声音听不出情绪。
老周的眼睛里有某种东西——朱斌的仙识捕捉到一丝极微弱的波动,像是在看一个即将踏入考场的考生。
但老周没有多说话,只是重新戴上眼镜,低下了头。
小王的目光投过来。
他嘴角那丝笑意比平时深了半个度。
不是笑朱斌要被训——而是笑我就知道。
大学生三个字没说出口,但嘴型已经在了。
朱斌站起来。
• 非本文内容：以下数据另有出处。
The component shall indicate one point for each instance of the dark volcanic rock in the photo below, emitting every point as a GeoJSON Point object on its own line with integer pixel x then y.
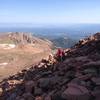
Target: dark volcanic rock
{"type": "Point", "coordinates": [75, 78]}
他把钢笔帽旋上,笔放在笔记本旁边——笔尖朝着窗户。然后他走出综合科,右转,在走廊里走了十二步。
赵红梅办公室的门是关着的。
他敲了两下。
进。
声音隔着门板,音色被滤掉了一些高频,剩下的部分比面对面时低,但尾音里有一种面对面时不容易察觉的东西——微弱的拖拽感,像是说话的人在每句话结束后还在想下一句该不该说。
朱斌推门。
赵红梅办公室比综合科大三倍。
一张红棕色的办公桌靠窗放着——桌面上铺着玻璃板,玻璃板下压着几张表格和通讯录。
左侧墙上挂着全县行政区划图,右侧是一个铁皮文件柜。
窗帘是浅蓝色的,拉了一半,下午四点半的太阳从窗帘缝隙里投进一条斜光,落在办公桌右侧的地面上。
赵红梅坐在办公桌后面。
她穿着和第一天一样的深蓝色套装外套——或者是一件颜色太接近的,朱斌分辨不出——领口扣到第二颗纽扣。
她在看文件,笔在手指间转动。
转笔的节奏不均匀。
她没让他坐。
他就站着。
办公桌到他脚尖的距离大约四十厘米——这个距离意味着他需要微微低头才能面对坐在椅子上的她。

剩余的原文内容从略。